Let $A$ be a complex $n \times n $ matrix.
a) Prove that if all the eigenvalues of $A$ are real, then $A$ is similar to a real matrix.
b) Classify up to similarity all the matrices $A$ such that $A^n=I$
My attempt:
a) Since the eigenvalues are real, the characteristic polynomial will split. So there exists a Jordan canonical form $J$ such that $A=Q J Q^{-1}$. Hence, part a) proved.
b) We want $I=A^n= (QJQ^{-1})^n= QJ^n Q^{-1}$.
So we must have $J^n=I$. We know that $J$ depends on the eigenvalues and their multiplicities. From here, I'm not sure how to continue.

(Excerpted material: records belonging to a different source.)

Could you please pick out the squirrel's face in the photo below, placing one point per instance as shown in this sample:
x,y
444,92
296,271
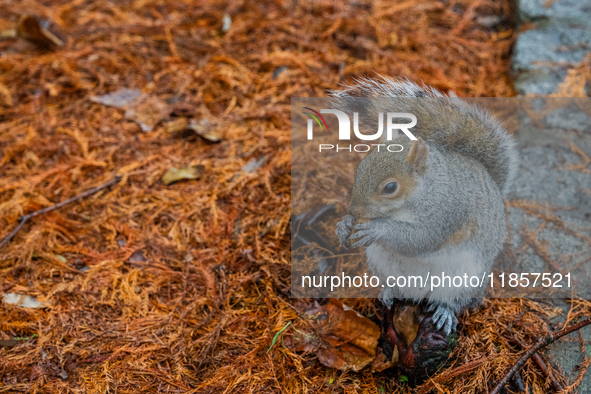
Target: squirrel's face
x,y
384,180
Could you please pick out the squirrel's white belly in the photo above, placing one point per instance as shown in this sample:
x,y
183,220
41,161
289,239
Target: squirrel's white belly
x,y
451,261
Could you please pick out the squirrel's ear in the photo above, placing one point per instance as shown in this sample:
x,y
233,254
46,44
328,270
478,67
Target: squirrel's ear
x,y
417,157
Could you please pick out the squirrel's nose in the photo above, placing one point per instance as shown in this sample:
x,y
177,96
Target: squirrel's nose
x,y
355,210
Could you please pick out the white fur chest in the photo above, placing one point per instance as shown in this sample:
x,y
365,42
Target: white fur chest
x,y
451,261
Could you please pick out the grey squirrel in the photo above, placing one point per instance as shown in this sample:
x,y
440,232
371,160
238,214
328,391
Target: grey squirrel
x,y
438,205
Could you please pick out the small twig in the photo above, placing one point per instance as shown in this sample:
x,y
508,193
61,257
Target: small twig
x,y
87,193
544,341
540,362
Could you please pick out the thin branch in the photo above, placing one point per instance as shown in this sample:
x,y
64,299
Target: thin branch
x,y
87,193
544,341
540,362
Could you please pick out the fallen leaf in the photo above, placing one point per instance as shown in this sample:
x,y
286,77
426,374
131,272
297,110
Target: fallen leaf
x,y
147,111
119,99
342,338
137,257
36,32
227,23
210,130
5,96
253,165
23,300
8,342
176,125
178,174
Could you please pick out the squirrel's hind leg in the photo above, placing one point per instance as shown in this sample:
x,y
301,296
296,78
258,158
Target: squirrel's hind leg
x,y
443,318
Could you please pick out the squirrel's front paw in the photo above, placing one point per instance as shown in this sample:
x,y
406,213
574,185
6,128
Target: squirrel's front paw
x,y
365,233
444,318
344,228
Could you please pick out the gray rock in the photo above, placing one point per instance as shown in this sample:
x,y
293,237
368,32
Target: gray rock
x,y
569,12
543,178
541,57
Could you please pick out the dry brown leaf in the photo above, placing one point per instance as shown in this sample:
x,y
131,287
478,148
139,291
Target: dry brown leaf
x,y
34,31
342,338
178,174
147,111
208,129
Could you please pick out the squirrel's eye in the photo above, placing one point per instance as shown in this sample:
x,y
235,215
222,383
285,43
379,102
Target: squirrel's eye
x,y
390,188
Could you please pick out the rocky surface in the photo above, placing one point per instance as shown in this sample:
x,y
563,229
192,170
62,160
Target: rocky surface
x,y
546,178
560,38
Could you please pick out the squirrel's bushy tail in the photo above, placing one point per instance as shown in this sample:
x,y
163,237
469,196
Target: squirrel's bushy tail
x,y
448,122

Could someone please check my part a) and let me know how to continue with part b)?
Thank you!
For $b)$, because $A^n=I_n$, the minimal polynomial of the matrix divides $X^n-1$ and this polynomial has n distinct roots so the minimal polynomial will also have distinct roots, so the matrix is diagonalizable.
Now let $A=QDQ^{-1}$
Because $A^n=I_n$, $D^n=I_n$ but if we consider $D=diag(d_1,d_2,...,d_n)$, then $D^n=diag(d_1^n,d_2^n,...,d_n^n)$ so the matrices that you are looking for are the matrices that have their Jordan canonical form a diagonal matrix and that have their eignvalues roots of unity of order $n$, i.e. $d_i=e^{\frac{2k\pi i}{n}}$, where $k\in\{1,2,...,n\}$.